Как и четверть часа назад в кабинете врача, на глазах Д'Ардело заблестели слезы. Ведь когда он говорил о силе духа этой самой Ла Франк, то думал о себе. Разве он сам весь этот месяц не ощущал близкого дыхания смерти? Разве твердость его характера не подверглась тяжелому испытанию? Даже сделавшись простым воспоминанием, рак оставался с ним, словно свет слабой лампочки, который загадочным образом завораживал его. Но ему удалось совладать со своими чувствами, и он заговорил на более прозаическую тему:
— Кстати, если я не ошибаюсь, вы ведь знаете кого-то, кто умеет организовывать коктейли, жратву, всякое такое.
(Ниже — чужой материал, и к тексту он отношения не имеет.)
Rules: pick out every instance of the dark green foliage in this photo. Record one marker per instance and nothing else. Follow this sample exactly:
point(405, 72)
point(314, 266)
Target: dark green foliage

— Знаю, — ответил Рамон. Д'Ардело:
— Я хочу отпраздновать свой день рождения.
После трогательных рассказов о небезызвестной Ла Франк последняя фраза показалась Рамону довольно легкомысленной, и он не смог сдержать улыбки:
— Вижу, веселая у вас жизнь.
Странно, но эта фраза Д'Ардело не понравилась. Легкомысленный тон словно разрушал своеобразную красоту его хорошего настроения, красоту, осененную магическим пафосом смерти, воспоминание о которой по-прежнему не покидало его.
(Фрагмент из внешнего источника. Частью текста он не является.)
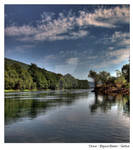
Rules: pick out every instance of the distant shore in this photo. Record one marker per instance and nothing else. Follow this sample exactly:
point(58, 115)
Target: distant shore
point(111, 90)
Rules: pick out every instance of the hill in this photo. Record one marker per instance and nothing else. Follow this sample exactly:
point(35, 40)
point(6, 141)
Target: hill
point(22, 76)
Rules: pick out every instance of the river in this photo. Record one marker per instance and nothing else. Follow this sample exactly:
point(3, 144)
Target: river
point(66, 116)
— Да, — сказал он, — в целом все неплохо, — а затем, выдержав паузу, добавил: — Хотя...
И после новой паузы:
— Знаете, я только что от своего врача. Замешательство на лице собеседника ему
понравилось; он не торопился продолжать, так что Рамон вынужден был спросить:
— И что? Есть проблемы?
— Есть.
Д'Ардело вновь замолчал, и Рамону ничего не оставалось, как снова спросить самому:
- И что вам сказал врач?
В этот самый момент в глазах Рамона Д'Ардело, как в зеркале, увидел свое лицо: лицо человека пожилого, но все еще красивого, с печатью грусти, которая делала его еще более привлекательным; он подумал, что этот красивый грустный человек вскоре отметит свой день рождения, и мысль, которую он лелеял с самого визита к врачу, вновь пришла ему в голову, восхитительная мысль о двойном празднике: рождения и смерти. Продолжая рассматривать себя в глазах Рамона, он спокойно и очень тихо произнес:
— Рак...
Рамон что-то пробормотал и неловко, по-братски, коснулся руки Д'Ардело: Но это лечится...
— Увы, слишком поздно. Но забудьте, что я вам сказал, и никому об этом не говорите; подумайте лучше о моем коктейле. Надо жить! — воскликнул Д'Ардело и, прежде чем продолжить путь, махнул рукой в знак приветствия, и этот сдержанный, почти робкий жест был таким неожиданным, что Рамон смутился.